I have a problem related to the use of the "add and subtract" strategy in optimization problems. This is related to a question I asked on Cross Validated. I got really helpful answer to this question, but I still did not crack the crux of the problem.
Take a function $f(x) : \mathbb{R} \rightarrow \mathbb{R}$ and suppose it has a minimum on $\mathbb{R}$. It seems obvious that
${\arg \min}_{x\in \mathbb{R}} f(x) = {\arg \min}_{x\in \mathbb{R}} f(x + a - a)$ for any $a\in \mathbb{R}$
However, there are many counterexamples to this. Consider for instance $f(x) = (2-x)^2$. We have
${\arg \min}_{x\in \mathbb{R}} (2-x)^2 = \{2\}$
But
\begin{align*} & {\arg \min}_{x\in \mathbb{R}} (2 - 4 + 4-x)^2\\ = & {\arg \min}_{x\in \mathbb{R}} (2 - 4)^2 + 2(2-4)(4-x) + (4-x)^2\\ = & \{4\} \end{align*}
So something must be wrong with using "add and subtract" in optimization problems. However, I have seen the technique used in some proofs (in particular the one related to the aforementioned question on Cross Validated). Are all these proofs wrong or are there cases in which ${\arg \min}_{x\in \mathbb{R}} f(x) = {\arg \min}_{x\in \mathbb{R}} f(x + a - a)$ for any $a\in \mathbb{R}$ is true and others in which it is not?

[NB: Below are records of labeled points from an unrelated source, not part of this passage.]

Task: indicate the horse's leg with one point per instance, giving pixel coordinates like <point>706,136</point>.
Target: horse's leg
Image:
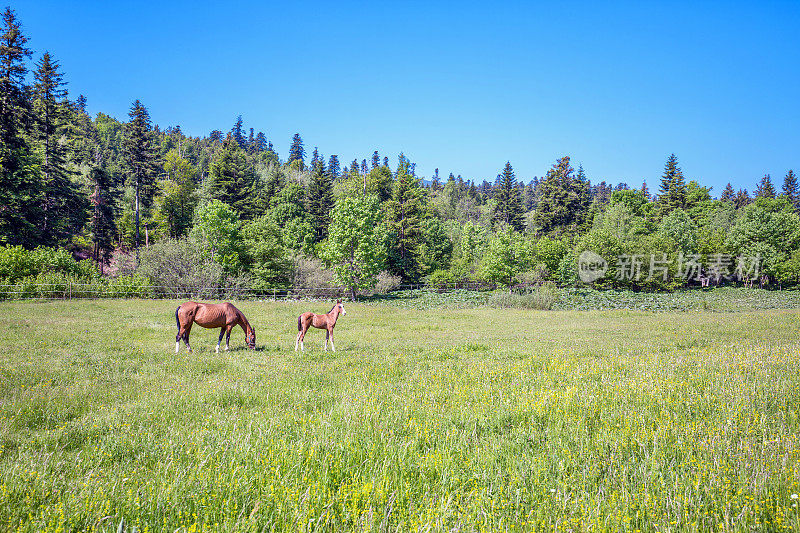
<point>186,331</point>
<point>221,333</point>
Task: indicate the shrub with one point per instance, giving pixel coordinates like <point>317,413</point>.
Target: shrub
<point>180,268</point>
<point>387,283</point>
<point>540,297</point>
<point>134,286</point>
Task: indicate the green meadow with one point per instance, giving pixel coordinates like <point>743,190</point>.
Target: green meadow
<point>429,419</point>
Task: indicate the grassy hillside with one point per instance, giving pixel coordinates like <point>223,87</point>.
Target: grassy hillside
<point>474,418</point>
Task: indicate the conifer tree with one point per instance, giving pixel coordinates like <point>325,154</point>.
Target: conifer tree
<point>102,226</point>
<point>563,200</point>
<point>20,215</point>
<point>63,207</point>
<point>672,193</point>
<point>238,132</point>
<point>765,189</point>
<point>297,152</point>
<point>319,200</point>
<point>405,213</point>
<point>791,190</point>
<point>333,168</point>
<point>232,180</point>
<point>742,198</point>
<point>508,208</point>
<point>140,156</point>
<point>728,194</point>
<point>261,142</point>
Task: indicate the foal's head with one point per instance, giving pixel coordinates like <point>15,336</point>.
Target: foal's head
<point>251,338</point>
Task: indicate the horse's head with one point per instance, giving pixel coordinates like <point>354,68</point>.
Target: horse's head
<point>251,339</point>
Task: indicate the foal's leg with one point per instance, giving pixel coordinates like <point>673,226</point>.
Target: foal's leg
<point>300,337</point>
<point>221,333</point>
<point>185,335</point>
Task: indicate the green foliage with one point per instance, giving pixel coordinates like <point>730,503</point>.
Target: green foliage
<point>501,262</point>
<point>232,180</point>
<point>508,202</point>
<point>356,243</point>
<point>264,254</point>
<point>768,228</point>
<point>17,263</point>
<point>563,200</point>
<point>180,267</point>
<point>217,227</point>
<point>405,213</point>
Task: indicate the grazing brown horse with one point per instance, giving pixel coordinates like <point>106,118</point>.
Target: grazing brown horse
<point>224,316</point>
<point>326,322</point>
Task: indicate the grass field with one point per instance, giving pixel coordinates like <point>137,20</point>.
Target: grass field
<point>423,420</point>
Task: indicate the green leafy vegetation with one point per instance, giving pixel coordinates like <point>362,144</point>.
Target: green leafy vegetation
<point>423,419</point>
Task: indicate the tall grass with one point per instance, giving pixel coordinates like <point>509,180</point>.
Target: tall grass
<point>423,420</point>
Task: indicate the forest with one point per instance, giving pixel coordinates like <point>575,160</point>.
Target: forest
<point>138,203</point>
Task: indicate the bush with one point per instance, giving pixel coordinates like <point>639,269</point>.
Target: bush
<point>180,268</point>
<point>541,297</point>
<point>134,286</point>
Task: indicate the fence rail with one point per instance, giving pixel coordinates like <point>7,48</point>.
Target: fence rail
<point>69,291</point>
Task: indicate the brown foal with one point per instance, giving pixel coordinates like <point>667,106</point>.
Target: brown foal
<point>224,316</point>
<point>326,322</point>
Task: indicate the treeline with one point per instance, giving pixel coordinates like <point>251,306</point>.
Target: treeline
<point>230,210</point>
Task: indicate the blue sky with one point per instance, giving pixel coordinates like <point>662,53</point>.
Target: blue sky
<point>459,86</point>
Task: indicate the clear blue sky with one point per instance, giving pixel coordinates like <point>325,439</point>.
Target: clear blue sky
<point>459,86</point>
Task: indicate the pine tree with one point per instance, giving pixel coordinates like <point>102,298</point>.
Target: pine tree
<point>333,167</point>
<point>261,142</point>
<point>405,213</point>
<point>238,132</point>
<point>232,180</point>
<point>563,200</point>
<point>315,159</point>
<point>765,189</point>
<point>791,190</point>
<point>102,226</point>
<point>728,194</point>
<point>742,198</point>
<point>508,208</point>
<point>140,156</point>
<point>319,199</point>
<point>672,193</point>
<point>63,207</point>
<point>296,152</point>
<point>20,215</point>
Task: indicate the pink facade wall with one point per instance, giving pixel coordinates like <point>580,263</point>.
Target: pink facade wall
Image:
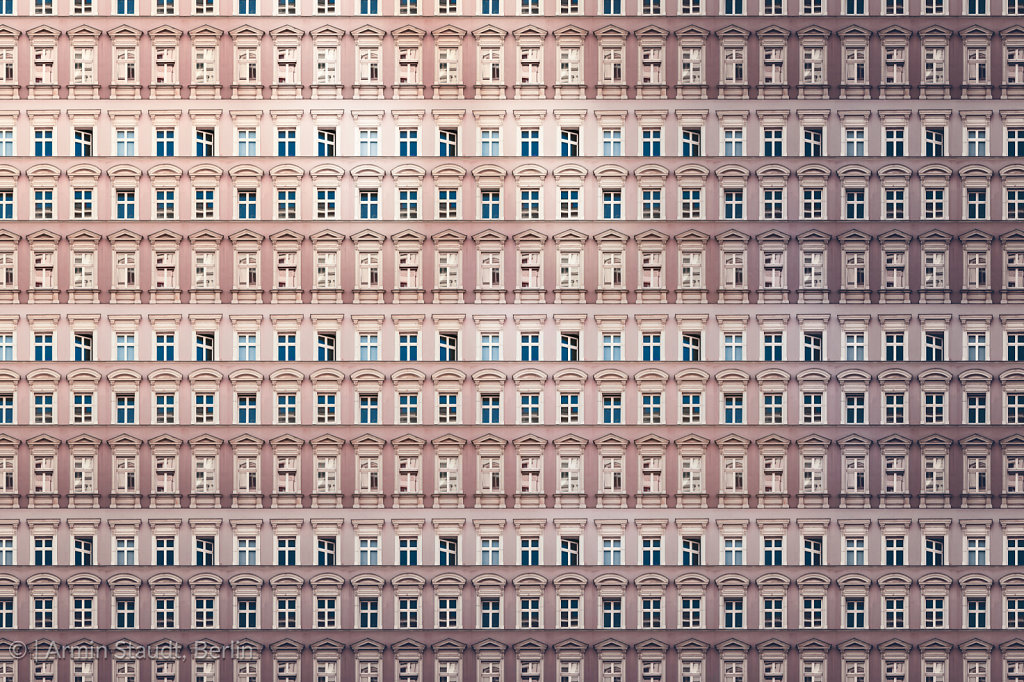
<point>734,510</point>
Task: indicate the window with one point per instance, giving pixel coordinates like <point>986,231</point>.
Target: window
<point>813,140</point>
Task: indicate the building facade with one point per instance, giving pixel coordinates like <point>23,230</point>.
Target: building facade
<point>511,340</point>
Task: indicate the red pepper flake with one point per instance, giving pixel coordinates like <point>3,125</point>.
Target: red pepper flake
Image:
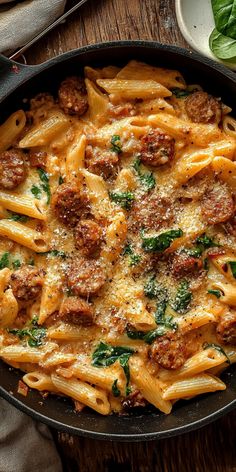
<point>22,388</point>
<point>15,69</point>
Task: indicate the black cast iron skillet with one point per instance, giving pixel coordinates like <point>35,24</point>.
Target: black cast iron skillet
<point>18,82</point>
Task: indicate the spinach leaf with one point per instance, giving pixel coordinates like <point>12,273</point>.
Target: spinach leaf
<point>36,191</point>
<point>4,261</point>
<point>147,179</point>
<point>225,16</point>
<point>183,297</point>
<point>105,355</point>
<point>217,293</point>
<point>180,93</point>
<point>17,217</point>
<point>161,242</point>
<point>115,389</point>
<point>134,258</point>
<point>222,46</point>
<point>116,144</point>
<point>124,199</point>
<point>233,268</point>
<point>218,348</point>
<point>33,333</point>
<point>45,183</point>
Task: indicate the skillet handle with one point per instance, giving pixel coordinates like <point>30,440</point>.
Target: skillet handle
<point>12,74</point>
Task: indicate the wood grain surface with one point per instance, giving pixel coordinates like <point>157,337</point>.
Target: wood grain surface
<point>212,448</point>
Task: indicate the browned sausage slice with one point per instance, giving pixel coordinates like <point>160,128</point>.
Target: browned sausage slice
<point>85,276</point>
<point>13,170</point>
<point>73,96</point>
<point>70,204</point>
<point>88,236</point>
<point>226,329</point>
<point>169,351</point>
<point>76,310</point>
<point>217,205</point>
<point>203,108</point>
<point>26,283</point>
<point>157,148</point>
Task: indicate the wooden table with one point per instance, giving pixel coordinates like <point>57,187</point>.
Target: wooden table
<point>211,449</point>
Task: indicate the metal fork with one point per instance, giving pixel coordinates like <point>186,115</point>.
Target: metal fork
<point>20,52</point>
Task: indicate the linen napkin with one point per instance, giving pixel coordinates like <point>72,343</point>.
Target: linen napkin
<point>25,445</point>
<point>21,21</point>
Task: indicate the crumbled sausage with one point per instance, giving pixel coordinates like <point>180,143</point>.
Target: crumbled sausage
<point>151,211</point>
<point>169,351</point>
<point>76,310</point>
<point>73,96</point>
<point>183,265</point>
<point>133,400</point>
<point>157,148</point>
<point>26,283</point>
<point>88,236</point>
<point>38,158</point>
<point>226,329</point>
<point>103,163</point>
<point>13,169</point>
<point>203,108</point>
<point>217,205</point>
<point>70,204</point>
<point>85,276</point>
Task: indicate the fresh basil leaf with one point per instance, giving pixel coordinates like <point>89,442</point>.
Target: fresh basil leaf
<point>124,199</point>
<point>217,293</point>
<point>218,348</point>
<point>115,389</point>
<point>222,46</point>
<point>161,242</point>
<point>147,179</point>
<point>116,144</point>
<point>233,268</point>
<point>180,93</point>
<point>4,260</point>
<point>225,16</point>
<point>183,298</point>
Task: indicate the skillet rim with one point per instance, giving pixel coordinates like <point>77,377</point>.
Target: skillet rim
<point>29,72</point>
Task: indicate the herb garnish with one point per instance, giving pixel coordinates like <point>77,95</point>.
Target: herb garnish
<point>116,144</point>
<point>4,261</point>
<point>147,179</point>
<point>115,389</point>
<point>161,242</point>
<point>133,257</point>
<point>124,199</point>
<point>105,355</point>
<point>217,293</point>
<point>218,348</point>
<point>183,297</point>
<point>33,333</point>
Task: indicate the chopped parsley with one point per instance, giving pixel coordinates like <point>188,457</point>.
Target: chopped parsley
<point>115,389</point>
<point>183,297</point>
<point>33,333</point>
<point>45,183</point>
<point>17,217</point>
<point>124,199</point>
<point>134,258</point>
<point>161,242</point>
<point>4,260</point>
<point>232,265</point>
<point>105,355</point>
<point>116,144</point>
<point>217,293</point>
<point>147,179</point>
<point>36,191</point>
<point>218,348</point>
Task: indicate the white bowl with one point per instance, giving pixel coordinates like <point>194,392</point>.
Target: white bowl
<point>196,22</point>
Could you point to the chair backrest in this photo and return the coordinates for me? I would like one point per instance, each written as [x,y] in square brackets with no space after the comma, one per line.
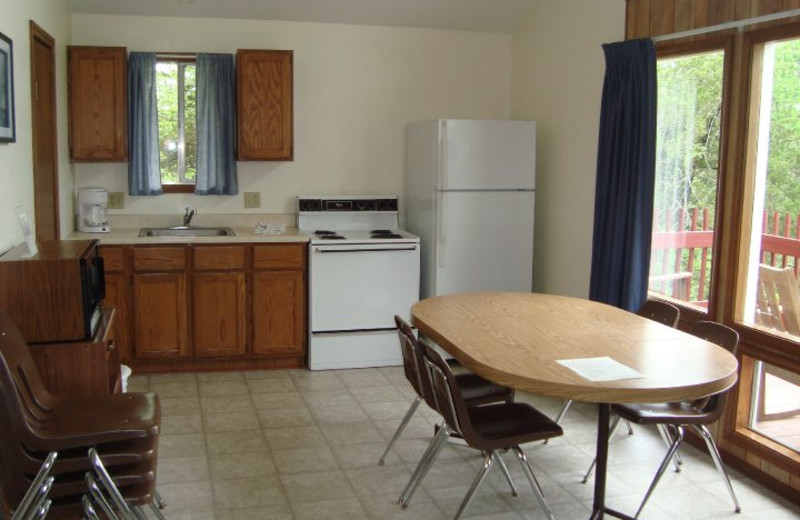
[447,396]
[726,338]
[778,300]
[36,400]
[661,312]
[414,361]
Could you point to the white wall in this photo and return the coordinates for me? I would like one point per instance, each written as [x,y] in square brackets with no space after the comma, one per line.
[557,79]
[16,160]
[356,88]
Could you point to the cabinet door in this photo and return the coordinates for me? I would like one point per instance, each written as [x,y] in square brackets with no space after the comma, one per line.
[97,104]
[117,297]
[219,314]
[264,105]
[279,313]
[160,315]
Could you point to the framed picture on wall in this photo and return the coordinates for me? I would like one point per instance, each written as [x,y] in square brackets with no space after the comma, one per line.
[6,90]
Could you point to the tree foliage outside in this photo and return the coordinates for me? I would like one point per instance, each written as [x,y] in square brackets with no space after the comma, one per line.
[169,93]
[688,146]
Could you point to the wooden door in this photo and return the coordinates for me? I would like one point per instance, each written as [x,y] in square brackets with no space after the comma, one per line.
[278,313]
[160,315]
[45,154]
[219,314]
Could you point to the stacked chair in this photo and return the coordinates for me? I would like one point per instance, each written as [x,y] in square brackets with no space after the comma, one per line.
[686,414]
[122,428]
[491,427]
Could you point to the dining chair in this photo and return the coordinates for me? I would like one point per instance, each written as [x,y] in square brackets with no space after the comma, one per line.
[489,428]
[686,414]
[476,389]
[123,427]
[656,310]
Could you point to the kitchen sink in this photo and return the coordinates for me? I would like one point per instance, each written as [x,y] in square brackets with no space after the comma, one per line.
[187,231]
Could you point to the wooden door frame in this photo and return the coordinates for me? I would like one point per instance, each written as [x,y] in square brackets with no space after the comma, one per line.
[38,34]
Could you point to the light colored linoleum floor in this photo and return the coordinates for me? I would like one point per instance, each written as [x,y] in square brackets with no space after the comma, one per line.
[295,444]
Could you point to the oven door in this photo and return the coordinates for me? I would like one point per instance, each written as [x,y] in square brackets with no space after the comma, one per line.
[362,286]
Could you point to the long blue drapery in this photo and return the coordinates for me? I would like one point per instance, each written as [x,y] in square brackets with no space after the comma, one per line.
[144,173]
[216,125]
[623,212]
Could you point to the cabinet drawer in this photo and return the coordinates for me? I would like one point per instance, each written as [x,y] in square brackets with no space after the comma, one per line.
[113,258]
[159,258]
[216,258]
[291,256]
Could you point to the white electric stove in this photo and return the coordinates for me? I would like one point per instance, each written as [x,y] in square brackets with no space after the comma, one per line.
[362,271]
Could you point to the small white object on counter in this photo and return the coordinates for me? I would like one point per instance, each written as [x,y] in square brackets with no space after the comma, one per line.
[264,228]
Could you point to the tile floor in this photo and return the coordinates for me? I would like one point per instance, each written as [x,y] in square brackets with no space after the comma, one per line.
[295,444]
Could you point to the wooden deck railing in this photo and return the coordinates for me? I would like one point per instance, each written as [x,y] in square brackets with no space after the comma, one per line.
[683,239]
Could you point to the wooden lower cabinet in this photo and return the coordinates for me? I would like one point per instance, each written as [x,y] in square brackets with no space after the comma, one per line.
[160,315]
[279,324]
[209,306]
[220,309]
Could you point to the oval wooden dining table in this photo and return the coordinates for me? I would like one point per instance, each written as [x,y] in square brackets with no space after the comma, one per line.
[516,339]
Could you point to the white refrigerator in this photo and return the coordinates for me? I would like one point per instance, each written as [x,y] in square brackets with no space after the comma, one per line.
[469,195]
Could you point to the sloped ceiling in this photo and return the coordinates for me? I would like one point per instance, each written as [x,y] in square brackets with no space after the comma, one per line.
[494,16]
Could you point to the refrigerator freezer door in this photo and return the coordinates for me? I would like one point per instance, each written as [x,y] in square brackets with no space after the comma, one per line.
[485,242]
[487,155]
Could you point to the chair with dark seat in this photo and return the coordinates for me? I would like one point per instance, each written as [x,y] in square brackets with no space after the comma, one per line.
[489,428]
[692,414]
[476,389]
[656,310]
[33,422]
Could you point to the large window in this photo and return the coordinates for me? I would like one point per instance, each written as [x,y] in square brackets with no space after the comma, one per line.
[770,297]
[690,89]
[176,94]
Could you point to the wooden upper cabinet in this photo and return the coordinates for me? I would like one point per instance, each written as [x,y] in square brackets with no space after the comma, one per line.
[265,107]
[97,80]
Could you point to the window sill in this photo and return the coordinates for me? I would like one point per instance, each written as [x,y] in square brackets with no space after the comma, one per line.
[177,188]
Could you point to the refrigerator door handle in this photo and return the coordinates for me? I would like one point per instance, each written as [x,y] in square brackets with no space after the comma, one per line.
[441,227]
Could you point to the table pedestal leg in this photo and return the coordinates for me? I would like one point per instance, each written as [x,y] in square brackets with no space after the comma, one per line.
[599,508]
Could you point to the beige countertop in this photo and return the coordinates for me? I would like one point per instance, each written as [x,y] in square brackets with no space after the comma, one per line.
[131,236]
[125,229]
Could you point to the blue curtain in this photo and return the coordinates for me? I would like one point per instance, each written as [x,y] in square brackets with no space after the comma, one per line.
[144,173]
[216,125]
[623,212]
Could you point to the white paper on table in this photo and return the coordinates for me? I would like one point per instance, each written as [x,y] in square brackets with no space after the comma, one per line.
[600,369]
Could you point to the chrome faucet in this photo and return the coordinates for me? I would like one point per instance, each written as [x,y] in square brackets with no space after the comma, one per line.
[187,217]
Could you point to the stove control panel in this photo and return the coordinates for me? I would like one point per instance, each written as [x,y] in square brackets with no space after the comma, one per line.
[322,204]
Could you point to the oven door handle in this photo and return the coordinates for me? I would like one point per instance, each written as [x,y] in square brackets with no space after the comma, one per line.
[323,249]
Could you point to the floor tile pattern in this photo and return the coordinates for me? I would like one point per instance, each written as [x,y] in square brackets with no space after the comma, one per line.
[296,444]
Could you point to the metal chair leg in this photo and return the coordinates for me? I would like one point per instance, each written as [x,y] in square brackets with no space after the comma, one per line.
[159,500]
[537,488]
[561,414]
[400,428]
[156,510]
[424,465]
[613,428]
[714,452]
[479,478]
[662,468]
[504,469]
[667,438]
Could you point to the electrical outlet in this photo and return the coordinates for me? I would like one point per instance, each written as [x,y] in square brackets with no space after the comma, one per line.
[116,200]
[252,199]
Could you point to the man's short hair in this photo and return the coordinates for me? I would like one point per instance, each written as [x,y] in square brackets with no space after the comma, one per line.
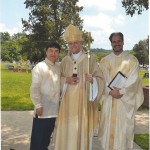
[116,33]
[53,45]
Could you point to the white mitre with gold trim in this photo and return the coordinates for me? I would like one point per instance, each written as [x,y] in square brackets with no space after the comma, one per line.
[72,33]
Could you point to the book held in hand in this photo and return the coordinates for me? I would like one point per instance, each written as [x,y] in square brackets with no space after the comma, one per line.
[118,81]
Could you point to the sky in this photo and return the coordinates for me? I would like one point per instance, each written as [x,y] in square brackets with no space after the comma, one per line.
[100,17]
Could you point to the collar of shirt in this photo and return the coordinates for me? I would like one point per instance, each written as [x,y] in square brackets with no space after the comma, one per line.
[76,56]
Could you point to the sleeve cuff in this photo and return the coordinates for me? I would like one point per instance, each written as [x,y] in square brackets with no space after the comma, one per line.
[38,106]
[122,91]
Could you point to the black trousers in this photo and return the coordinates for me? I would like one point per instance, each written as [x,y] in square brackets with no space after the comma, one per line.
[41,133]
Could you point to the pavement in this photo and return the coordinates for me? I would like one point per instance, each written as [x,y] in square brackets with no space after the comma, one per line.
[16,129]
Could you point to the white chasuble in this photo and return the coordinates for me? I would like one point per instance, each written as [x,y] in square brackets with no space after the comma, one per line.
[78,117]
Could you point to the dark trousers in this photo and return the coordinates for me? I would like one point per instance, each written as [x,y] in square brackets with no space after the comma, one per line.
[41,133]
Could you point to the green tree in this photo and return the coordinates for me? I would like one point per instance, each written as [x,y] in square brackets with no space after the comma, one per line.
[11,46]
[141,51]
[135,6]
[47,21]
[5,36]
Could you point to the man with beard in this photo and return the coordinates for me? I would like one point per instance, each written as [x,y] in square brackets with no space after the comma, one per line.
[119,104]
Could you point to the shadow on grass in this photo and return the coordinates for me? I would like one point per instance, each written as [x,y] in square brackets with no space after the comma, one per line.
[16,103]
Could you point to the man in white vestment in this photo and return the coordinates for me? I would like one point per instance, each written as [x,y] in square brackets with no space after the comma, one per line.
[45,94]
[119,105]
[78,114]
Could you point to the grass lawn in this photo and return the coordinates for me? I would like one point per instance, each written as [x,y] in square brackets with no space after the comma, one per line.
[15,88]
[142,140]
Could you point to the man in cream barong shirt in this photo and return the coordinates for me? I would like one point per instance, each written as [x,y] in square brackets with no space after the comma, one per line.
[119,105]
[45,94]
[78,117]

How did you get $4$ as the minimizer of the second equation? You have $$\arg \min_x -4(4-x)+(4-x)^2$$ which is a convex function whose global minimum occurs when its derivative is zero: $$4-2(4-x)=0 \Rightarrow 2x=4 \Rightarrow x=2.$$ Adding $0$ to the argument of any function obviously does not change that function, or its extrema, in any way.